Never mind Vikings and their runes in the Neolithic wonders of Maeshowe, either. It’s only graffiti, when you think about it, even if almost 900 years old. The chamber might well be five times that, but it’s still not what I remember most from our visit to these northerly islands, even though I am a history buff.

The Ring of Brodgar, with its 27 megaliths on an area of 845 m2, may dwarf Stonehenge but it was tiny compared to my greatest discovery on Orkney. That came in Birsay towards the end of our week’s holiday.
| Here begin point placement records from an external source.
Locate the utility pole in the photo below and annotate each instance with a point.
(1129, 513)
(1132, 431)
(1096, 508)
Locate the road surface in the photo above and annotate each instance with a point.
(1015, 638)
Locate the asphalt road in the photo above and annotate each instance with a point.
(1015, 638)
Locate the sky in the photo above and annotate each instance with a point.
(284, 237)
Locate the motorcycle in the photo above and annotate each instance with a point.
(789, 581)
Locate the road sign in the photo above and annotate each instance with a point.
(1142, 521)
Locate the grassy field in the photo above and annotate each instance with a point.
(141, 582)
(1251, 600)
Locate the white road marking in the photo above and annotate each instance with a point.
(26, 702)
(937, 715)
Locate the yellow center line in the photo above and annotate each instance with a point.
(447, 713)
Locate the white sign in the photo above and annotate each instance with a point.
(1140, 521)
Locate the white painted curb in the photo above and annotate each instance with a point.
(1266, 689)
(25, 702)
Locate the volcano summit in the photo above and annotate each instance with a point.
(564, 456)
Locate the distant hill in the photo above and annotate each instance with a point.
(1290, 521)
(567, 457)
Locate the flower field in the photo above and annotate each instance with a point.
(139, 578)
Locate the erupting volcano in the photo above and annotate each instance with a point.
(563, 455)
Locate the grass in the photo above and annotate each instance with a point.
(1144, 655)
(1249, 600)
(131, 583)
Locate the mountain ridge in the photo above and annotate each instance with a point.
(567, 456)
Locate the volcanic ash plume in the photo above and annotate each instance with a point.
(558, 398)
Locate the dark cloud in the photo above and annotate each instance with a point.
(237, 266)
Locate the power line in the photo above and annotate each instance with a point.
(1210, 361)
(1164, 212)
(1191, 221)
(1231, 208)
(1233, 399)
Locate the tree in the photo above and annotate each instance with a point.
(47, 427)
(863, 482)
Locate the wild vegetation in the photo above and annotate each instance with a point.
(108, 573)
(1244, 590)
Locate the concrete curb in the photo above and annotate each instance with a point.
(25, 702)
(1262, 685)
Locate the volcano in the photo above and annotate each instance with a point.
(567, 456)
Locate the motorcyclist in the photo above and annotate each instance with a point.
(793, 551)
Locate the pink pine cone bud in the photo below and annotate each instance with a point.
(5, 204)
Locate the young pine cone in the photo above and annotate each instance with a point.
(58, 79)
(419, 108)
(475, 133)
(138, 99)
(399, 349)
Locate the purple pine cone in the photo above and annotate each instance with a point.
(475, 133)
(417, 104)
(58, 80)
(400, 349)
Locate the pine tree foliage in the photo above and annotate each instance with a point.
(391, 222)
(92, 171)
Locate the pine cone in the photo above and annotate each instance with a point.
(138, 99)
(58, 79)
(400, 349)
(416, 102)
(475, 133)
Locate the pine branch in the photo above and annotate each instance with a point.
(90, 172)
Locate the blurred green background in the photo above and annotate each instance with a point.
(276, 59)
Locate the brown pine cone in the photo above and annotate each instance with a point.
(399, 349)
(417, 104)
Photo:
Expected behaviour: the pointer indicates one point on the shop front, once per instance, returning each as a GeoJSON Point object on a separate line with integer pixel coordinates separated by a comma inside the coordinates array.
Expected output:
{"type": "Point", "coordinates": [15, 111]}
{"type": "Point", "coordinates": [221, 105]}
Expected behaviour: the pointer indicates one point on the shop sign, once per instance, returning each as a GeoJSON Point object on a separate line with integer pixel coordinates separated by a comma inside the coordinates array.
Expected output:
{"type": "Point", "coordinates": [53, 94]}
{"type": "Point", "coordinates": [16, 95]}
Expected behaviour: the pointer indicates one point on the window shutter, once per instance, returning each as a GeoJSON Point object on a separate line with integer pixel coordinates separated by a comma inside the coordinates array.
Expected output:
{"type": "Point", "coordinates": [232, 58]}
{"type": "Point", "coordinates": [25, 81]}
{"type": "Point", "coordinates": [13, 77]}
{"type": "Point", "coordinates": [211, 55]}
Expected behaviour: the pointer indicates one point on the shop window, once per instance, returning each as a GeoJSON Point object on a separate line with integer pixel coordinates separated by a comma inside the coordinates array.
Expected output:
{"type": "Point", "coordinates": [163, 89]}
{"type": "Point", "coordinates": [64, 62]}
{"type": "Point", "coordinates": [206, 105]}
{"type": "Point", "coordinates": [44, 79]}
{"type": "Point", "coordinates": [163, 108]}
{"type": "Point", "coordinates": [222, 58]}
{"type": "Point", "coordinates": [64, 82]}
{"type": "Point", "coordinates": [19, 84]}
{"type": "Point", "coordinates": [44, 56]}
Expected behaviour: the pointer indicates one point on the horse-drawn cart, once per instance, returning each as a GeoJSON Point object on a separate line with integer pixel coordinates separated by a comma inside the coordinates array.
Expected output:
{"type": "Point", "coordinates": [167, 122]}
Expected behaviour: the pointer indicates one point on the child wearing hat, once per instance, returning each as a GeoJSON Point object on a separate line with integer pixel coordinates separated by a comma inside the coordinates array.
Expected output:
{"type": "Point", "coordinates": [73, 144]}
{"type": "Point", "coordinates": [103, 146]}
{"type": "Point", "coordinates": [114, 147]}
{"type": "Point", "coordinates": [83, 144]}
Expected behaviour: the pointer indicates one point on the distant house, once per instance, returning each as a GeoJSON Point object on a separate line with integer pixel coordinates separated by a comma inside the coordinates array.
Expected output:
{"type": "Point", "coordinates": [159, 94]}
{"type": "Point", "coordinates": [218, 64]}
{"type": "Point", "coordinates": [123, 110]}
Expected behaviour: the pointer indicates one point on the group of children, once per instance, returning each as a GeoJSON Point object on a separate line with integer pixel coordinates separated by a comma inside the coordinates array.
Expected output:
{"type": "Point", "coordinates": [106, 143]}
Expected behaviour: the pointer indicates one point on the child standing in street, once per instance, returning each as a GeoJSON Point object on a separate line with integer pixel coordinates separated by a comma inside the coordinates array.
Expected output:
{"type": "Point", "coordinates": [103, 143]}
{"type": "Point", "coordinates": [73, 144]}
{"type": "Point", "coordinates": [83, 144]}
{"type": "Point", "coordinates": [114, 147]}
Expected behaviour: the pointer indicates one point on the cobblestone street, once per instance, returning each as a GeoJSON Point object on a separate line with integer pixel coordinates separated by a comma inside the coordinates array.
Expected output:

Before then, we’d gawped at the Italian Chapel, transfixed at how much was achieved with so little. It was hard to credit we were inside a Nissan hut, such was the effect of the trompe l’œil in all its ‘baroque’ glory.

Hoy had beckoned, and its Old Man. We’d driven up to Rackwick, where we found cottages miniscule beneath enormous cliffs. The walk along the headland to the world-famous stack was so bracing no cobwebs were left after the first few seconds.

After teetering on the edge for photographs, appalled at my bravery (aka stupidity) I thumped down onto my tummy to enjoy the puffins in safety. A combination of clown and acrobat as they reversed onto narrow ledges, I could be there yet, watching them. I was less keen on the skua and their propensity for dive-bombing.

Closer at hand, mere minutes from our hotel, was St Magnus Cathedral. The ‘upstairs’ tour was excellent, with a guide as knowledgeable as he was humorous. I didn’t know a gallows ladder always had 13 rungs. We saw the bells and clock mechanism, then ventured out on to the narrow ledge at the top to view Kirkwall spread beneath us.

Flying to Papa Westray, the views were even better. Luck glistened in sunlight, and we marvelled at water in every shade of blue from turquoise to indigo, keeping our eyes open for sheep eating seaweed.

The hop from Westray to Papa Westray is the shortest commercial flight in the world: you are no sooner taking off than you are down again. We came back to a special certificate and some Highland Park to drink at our leisure. The most northerly distillery had some delights in store for my taste buds.

Talking of which – my greatest discovery… Homemade raspberry cheesecake at the Birsay tearooms, with creaminess rich as Orkney’s heritage with a tart edge, more cutting than a Viking blade, garnished with golden raspberries that glowed like the simmer dim (midnight sun).

Orkney is a fabulous place – oozing history, with magnificent nature as well as arts and crafts and people so friendly you feel you’ve lived there all your life. But I’d be attracted back just for the cheesecake, never mind anything else.